[PATCH net v4] net: ax25: Fix deadlock caused by skb_recv_datagram in ax25_recvmsg

From: Duoming Zhou
Date: Fri Jun 10 2022 - 08:33:51 EST


The skb_recv_datagram() in ax25_recvmsg() will hold lock_sock
and block until it receives a packet from the remote. If the client
doesn`t connect to server and calls read() directly, it will not
receive any packets forever.

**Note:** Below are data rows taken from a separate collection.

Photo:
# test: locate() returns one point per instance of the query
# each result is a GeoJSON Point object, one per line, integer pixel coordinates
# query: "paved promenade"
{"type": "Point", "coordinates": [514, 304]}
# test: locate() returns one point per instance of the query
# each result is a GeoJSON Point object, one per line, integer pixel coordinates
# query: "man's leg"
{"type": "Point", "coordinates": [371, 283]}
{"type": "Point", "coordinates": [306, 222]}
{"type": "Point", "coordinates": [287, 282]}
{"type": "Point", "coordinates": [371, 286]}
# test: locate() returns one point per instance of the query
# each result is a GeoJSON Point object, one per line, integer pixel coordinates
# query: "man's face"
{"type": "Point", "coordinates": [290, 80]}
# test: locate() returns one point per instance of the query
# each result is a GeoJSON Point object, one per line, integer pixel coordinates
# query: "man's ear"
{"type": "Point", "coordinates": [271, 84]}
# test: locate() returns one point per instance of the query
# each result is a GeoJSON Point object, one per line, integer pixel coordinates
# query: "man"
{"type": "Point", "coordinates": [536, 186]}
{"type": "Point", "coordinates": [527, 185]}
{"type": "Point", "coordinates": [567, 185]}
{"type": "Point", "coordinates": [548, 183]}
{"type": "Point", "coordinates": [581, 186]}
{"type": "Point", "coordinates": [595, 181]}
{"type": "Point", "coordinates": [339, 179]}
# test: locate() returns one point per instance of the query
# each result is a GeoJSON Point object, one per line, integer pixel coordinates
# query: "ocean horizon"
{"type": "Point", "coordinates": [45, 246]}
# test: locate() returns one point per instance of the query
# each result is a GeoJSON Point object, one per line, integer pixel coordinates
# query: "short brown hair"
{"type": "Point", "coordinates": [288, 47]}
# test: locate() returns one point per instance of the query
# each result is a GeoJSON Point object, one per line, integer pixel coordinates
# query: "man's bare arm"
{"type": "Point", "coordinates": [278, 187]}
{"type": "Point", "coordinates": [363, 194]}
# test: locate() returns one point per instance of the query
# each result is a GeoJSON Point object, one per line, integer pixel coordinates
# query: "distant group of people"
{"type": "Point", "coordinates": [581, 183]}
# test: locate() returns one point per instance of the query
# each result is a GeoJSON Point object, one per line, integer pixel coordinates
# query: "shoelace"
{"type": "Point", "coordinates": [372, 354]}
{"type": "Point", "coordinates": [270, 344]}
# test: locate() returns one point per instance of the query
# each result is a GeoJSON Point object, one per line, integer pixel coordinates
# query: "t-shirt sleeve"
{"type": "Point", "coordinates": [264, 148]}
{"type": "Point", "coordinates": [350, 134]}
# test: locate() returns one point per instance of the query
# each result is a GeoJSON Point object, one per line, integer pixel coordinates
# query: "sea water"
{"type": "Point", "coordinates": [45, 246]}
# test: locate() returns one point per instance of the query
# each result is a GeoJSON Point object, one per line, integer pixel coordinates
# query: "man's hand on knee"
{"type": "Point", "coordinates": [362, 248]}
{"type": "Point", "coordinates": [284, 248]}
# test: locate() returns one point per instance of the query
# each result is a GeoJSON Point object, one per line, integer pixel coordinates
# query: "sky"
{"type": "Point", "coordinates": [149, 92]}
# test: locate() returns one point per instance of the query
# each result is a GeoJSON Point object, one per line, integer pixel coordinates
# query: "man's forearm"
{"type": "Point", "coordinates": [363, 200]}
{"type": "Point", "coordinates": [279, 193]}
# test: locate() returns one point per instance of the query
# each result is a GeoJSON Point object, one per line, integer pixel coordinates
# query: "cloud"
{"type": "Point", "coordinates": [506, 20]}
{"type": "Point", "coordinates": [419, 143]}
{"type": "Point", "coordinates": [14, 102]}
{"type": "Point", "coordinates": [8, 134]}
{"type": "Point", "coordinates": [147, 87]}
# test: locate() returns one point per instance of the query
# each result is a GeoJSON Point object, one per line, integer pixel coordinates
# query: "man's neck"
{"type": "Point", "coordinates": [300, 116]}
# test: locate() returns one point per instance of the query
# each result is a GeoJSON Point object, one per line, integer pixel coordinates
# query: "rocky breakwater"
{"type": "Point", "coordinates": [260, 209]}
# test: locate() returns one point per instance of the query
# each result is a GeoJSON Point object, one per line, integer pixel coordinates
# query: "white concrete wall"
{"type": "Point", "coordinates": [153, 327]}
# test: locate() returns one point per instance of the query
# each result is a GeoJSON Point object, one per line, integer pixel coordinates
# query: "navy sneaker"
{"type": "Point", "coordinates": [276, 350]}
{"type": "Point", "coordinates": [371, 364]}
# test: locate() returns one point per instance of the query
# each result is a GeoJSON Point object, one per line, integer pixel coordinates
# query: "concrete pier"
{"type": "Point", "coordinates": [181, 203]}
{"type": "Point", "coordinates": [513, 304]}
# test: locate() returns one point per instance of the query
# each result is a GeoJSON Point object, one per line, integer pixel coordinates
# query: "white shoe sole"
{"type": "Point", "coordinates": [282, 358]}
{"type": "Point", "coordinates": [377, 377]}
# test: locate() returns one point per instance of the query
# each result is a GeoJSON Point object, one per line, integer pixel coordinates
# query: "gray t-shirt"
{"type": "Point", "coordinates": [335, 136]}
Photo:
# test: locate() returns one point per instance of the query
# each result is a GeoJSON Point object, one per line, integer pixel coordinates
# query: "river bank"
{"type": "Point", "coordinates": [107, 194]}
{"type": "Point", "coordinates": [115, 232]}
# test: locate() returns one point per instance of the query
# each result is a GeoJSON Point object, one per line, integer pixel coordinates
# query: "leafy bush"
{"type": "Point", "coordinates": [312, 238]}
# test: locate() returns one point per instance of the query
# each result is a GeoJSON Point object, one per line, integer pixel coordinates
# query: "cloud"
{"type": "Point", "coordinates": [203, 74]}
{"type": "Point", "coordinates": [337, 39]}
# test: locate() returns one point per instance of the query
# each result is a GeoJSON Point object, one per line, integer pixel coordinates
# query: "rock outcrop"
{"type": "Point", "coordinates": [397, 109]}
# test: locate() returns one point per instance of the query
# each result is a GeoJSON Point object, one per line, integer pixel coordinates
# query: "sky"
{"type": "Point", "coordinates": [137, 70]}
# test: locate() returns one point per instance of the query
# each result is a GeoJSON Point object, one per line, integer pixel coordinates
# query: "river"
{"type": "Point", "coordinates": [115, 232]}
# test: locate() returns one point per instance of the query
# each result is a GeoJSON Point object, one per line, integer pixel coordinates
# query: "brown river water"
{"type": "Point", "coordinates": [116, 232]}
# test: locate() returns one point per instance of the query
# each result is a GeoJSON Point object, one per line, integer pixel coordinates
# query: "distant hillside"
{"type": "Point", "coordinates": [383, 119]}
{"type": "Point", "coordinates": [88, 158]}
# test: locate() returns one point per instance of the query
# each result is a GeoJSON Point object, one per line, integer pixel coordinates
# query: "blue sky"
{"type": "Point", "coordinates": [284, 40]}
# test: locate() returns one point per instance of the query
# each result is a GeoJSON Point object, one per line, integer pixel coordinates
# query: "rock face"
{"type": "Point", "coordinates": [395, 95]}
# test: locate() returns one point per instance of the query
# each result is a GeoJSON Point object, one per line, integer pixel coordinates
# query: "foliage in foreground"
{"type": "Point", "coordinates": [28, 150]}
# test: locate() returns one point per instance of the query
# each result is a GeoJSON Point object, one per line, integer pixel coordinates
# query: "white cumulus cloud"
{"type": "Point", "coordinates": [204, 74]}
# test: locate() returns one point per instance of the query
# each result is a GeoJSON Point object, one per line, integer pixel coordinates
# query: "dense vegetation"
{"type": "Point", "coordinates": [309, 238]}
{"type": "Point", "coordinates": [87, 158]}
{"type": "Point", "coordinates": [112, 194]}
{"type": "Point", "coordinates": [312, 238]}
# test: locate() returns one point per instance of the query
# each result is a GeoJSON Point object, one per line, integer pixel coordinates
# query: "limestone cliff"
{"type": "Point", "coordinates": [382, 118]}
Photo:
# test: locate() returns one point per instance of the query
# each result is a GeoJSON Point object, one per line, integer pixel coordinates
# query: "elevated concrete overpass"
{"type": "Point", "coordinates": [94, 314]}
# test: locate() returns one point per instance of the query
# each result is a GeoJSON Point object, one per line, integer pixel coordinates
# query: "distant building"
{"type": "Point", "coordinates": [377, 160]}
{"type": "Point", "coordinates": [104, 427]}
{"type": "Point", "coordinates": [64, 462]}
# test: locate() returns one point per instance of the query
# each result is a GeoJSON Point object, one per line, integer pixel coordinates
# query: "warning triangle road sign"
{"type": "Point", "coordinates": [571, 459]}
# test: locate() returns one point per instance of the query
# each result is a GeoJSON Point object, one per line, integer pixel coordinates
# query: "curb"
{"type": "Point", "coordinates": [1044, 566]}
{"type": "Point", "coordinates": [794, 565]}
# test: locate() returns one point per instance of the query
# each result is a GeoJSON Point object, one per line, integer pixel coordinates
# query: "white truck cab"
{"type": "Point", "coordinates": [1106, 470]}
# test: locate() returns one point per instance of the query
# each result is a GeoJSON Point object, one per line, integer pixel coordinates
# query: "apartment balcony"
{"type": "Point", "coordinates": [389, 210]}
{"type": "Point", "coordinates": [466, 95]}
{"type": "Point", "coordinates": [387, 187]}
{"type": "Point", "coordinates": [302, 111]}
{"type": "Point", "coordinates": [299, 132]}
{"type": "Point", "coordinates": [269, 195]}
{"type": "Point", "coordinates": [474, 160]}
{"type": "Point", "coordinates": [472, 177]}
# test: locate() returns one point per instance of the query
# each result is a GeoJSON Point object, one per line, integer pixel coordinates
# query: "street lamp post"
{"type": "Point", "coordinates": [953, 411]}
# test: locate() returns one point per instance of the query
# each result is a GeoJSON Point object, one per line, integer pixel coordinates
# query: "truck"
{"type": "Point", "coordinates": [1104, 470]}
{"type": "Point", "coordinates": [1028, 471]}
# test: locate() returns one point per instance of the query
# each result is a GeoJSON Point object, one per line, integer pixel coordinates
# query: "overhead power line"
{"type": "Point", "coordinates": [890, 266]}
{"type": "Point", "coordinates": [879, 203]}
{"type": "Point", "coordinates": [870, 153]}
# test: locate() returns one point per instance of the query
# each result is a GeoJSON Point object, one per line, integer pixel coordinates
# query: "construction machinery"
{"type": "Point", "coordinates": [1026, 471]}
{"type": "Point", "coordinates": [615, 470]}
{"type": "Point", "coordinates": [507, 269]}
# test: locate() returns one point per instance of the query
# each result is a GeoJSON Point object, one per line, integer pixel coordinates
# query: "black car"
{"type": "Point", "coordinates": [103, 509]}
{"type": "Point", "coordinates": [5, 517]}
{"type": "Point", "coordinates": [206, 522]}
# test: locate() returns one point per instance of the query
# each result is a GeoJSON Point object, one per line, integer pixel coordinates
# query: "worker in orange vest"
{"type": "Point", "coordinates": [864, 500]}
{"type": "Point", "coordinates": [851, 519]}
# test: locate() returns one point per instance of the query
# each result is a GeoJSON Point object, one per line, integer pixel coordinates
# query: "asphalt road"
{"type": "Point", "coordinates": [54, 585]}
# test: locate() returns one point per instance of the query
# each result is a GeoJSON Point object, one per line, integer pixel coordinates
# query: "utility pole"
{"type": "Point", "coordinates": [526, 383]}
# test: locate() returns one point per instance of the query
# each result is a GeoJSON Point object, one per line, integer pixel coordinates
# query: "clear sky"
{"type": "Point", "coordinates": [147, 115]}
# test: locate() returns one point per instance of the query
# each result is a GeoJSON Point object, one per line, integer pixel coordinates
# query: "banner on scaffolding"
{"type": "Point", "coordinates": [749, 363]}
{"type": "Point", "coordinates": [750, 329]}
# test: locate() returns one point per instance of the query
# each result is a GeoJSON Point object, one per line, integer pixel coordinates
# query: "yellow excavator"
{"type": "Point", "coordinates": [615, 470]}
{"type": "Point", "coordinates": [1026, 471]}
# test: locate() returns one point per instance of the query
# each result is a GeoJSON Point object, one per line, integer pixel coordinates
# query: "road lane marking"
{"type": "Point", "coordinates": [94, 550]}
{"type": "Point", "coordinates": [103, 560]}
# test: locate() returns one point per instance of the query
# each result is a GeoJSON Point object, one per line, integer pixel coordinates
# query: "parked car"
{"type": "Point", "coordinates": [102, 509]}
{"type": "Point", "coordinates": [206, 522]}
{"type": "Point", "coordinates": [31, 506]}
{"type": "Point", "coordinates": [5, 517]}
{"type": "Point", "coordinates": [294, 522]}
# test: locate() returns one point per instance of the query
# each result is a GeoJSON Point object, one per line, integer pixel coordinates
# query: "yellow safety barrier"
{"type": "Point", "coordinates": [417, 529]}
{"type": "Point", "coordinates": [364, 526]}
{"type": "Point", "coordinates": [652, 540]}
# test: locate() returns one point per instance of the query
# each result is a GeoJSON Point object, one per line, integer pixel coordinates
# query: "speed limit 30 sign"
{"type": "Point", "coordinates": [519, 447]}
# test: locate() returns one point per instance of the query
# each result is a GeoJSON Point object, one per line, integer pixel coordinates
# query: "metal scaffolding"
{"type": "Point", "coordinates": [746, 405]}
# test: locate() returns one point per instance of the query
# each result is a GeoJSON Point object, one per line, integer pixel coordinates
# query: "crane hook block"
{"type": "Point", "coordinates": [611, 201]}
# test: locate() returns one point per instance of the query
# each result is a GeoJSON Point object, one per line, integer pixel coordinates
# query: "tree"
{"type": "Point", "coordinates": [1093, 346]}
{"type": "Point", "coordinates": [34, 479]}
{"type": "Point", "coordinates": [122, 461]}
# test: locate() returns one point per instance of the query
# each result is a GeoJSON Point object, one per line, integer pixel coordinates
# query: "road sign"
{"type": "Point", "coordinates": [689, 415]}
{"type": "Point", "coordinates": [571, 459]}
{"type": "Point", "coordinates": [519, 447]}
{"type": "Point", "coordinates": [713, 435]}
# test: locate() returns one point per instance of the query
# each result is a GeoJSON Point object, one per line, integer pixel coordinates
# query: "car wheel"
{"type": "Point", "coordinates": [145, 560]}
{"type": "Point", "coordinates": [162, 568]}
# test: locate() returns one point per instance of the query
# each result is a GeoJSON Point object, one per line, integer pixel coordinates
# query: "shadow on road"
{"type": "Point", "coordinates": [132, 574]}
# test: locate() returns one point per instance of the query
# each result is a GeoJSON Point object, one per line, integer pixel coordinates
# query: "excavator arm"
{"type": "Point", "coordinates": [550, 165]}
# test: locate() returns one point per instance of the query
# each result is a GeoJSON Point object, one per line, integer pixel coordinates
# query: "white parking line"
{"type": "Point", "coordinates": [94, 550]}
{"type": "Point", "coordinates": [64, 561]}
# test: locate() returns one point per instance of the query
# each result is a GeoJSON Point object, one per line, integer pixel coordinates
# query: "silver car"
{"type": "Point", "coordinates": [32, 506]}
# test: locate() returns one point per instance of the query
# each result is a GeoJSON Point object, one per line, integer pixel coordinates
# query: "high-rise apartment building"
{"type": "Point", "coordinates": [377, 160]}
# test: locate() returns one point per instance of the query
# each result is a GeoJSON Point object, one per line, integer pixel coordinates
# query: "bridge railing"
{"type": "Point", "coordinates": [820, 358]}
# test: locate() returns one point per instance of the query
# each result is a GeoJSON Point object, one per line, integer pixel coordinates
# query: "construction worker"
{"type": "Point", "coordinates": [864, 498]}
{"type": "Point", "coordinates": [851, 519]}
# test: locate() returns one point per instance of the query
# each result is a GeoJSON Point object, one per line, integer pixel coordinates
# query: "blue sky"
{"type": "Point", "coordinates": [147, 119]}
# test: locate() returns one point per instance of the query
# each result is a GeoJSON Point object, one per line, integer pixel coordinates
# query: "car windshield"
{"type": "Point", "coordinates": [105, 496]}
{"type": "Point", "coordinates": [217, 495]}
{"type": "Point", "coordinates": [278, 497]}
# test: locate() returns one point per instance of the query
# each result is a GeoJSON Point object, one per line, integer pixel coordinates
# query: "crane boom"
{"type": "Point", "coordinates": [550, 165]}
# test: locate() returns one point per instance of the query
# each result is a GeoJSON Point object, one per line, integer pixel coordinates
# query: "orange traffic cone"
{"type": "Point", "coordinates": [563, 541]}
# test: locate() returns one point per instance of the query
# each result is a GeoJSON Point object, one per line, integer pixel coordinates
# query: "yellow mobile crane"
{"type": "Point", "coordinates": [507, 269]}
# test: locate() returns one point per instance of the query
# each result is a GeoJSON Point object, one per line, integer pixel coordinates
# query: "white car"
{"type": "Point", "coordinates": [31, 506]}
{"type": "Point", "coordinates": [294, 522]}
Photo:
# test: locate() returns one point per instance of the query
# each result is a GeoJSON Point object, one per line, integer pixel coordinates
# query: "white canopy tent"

As a result, the deadlock will happen.

The fail log caused by deadlock is shown below:

[ 369.606973] INFO: task ax25_deadlock:157 blocked for more than 245 seconds.
[ 369.608919] "echo 0 > /proc/sys/kernel/hung_task_timeout_secs" disables this message.
[ 369.613058] Call Trace:
[ 369.613315] <TASK>
[ 369.614072] __schedule+0x2f9/0xb20
[ 369.615029] schedule+0x49/0xb0
[ 369.615734] __lock_sock+0x92/0x100
[ 369.616763] ? destroy_sched_domains_rcu+0x20/0x20
[ 369.617941] lock_sock_nested+0x6e/0x70
[ 369.618809] ax25_bind+0xaa/0x210
[ 369.619736] __sys_bind+0xca/0xf0
[ 369.620039] ? do_futex+0xae/0x1b0
[ 369.620387] ? __x64_sys_futex+0x7c/0x1c0
[ 369.620601] ? fpregs_assert_state_consistent+0x19/0x40
[ 369.620613] __x64_sys_bind+0x11/0x20
[ 369.621791] do_syscall_64+0x3b/0x90
[ 369.622423] entry_SYSCALL_64_after_hwframe+0x46/0xb0
[ 369.623319] RIP: 0033:0x7f43c8aa8af7
[ 369.624301] RSP: 002b:00007f43c8197ef8 EFLAGS: 00000246 ORIG_RAX: 0000000000000031
[ 369.625756] RAX: ffffffffffffffda RBX: 0000000000000000 RCX: 00007f43c8aa8af7
[ 369.626724] RDX: 0000000000000010 RSI: 000055768e2021d0 RDI: 0000000000000005
[ 369.628569] RBP: 00007f43c8197f00 R08: 0000000000000011 R09: 00007f43c8198700
[ 369.630208] R10: 0000000000000000 R11: 0000000000000246 R12: 00007fff845e6afe
[ 369.632240] R13: 00007fff845e6aff R14: 00007f43c8197fc0 R15: 00007f43c8198700

This patch replaces skb_recv_datagram() with an open-coded variant of it
releasing the socket lock before the __skb_wait_for_more_packets() call
and re-acquiring it after such call in order that other functions that
need socket lock could be executed.

what's more, the socket lock will be released only when recvmsg() will
block and that should produce nicer overall behavior.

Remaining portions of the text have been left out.